ACI is often very effective for mercury control on sites firing western fuels, especially at plants where SO3 concentrations in the flue gas are low. The combination of low SO3 and sufficient halogens in the flue gas can result in optimal conditions for mercury control with activated carbon. Recent results suggest that halogen-based coal additives can be used to reduce the amount of carbon required to reach control targets. Performance appears to vary from plant to plant so that full-scale, plant-specific demonstrations must be conducted to determine precise levels of performance of this approach. Long-term testing will define whether there are any balance-of-plant issues such as corrosion in downstream equipment.
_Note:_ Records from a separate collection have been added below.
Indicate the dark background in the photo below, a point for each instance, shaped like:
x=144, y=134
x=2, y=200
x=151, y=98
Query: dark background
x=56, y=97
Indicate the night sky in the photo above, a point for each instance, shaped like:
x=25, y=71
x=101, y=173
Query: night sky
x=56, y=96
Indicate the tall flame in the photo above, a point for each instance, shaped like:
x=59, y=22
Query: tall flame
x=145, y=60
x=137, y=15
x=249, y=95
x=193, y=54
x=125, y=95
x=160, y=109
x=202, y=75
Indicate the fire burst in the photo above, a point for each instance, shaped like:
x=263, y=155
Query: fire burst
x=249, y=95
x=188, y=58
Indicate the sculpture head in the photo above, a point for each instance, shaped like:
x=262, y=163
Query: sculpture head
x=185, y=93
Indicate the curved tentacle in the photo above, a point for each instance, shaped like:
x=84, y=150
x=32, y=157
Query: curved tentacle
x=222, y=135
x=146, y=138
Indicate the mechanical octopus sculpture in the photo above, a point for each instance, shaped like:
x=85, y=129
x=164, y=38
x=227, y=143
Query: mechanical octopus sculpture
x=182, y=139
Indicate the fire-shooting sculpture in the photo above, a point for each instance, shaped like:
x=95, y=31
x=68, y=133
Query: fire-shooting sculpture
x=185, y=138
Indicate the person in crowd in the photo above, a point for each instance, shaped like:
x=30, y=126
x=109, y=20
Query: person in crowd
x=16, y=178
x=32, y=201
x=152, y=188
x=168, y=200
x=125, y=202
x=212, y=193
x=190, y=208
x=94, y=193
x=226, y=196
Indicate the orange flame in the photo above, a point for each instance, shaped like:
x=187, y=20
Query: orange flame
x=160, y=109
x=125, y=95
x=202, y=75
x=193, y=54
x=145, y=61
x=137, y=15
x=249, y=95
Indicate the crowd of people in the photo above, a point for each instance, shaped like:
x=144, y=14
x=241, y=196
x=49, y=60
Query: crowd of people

Another issue relates to units that inject SO3 to improve ESP performance, which is used on approximately 25 GW of power generation capacity. The injected SO3 can detrimentally impact the effectiveness of ACI to achieve compliance mercury control (see Figure 1). This plot shows that mercury capture is reduced as the concentration of SO3 increases. At injected SO3 concentrations of 5 to 10 ppm, there is a significant impact on ACI performance for mercury control. Therefore, it is likely that plants burning low-sulfur coal that have small ESPs will have to find alternatives for meeting particulate control requirements without injecting SO3. One option is a non-SO3-based flue gas conditioning chemical which has proven to be effective for achieving high mercury capture with AC while maintaining ESP performance. Another option is adding a fabric filter downstream of the existing ESP, which could be done through the Electric Power Research Institute’s Toxecon technology. Toxecon offers additional benefits including separating injected carbon from the bulk fly ash, providing additional particulate trim control, and providing an option to accommodate additional particulate loading associated with DSI for HCl control.
In assessing the viability of ACI for mercury control, there are many interactive parameters that must be considered including coal characteristics, boiler design, air pollution control configuration, residence time upstream of the particulate control equipment and gas temperature. There is a significant database available to provide general guidance; however, there are enough unique characteristics at each plant, that it is often still necessary to perform field tests to quantify performance.
The emissions control industry is gearing up to provide the consulting and testing services to assist plant owners and operators in making the right mercury control choices for their plant. It is expected that over 600 ACI systems will be needed to comply with the new mercury regulations. An increased demand for coal additive systems for plants firing low-halogen fuels and DSI systems for plants with moderate to high levels of SO3 is also expected. We recommend that plant operators take advantage of the large and diverse knowledge base in the industry in order to meet these challenges in a timely and cost-effective manner.
1. Mercury and Air Toxics Standards (MATS) for Power Plants: http://www.epa.gov/airquality/powerplanttoxics/actions.html
2. Annual Energy Outlook, DOE/EIA-0383(2011), April 2011.
3. Campbell et al. “Mercury Control with Activated Carbon: Results from Plants with High SO3” Paper #08-A-174. Presented at the Power Plant Air Pollutant Control “Mega” Symposium, Baltimore, MD, Aug. 25-28, 2008.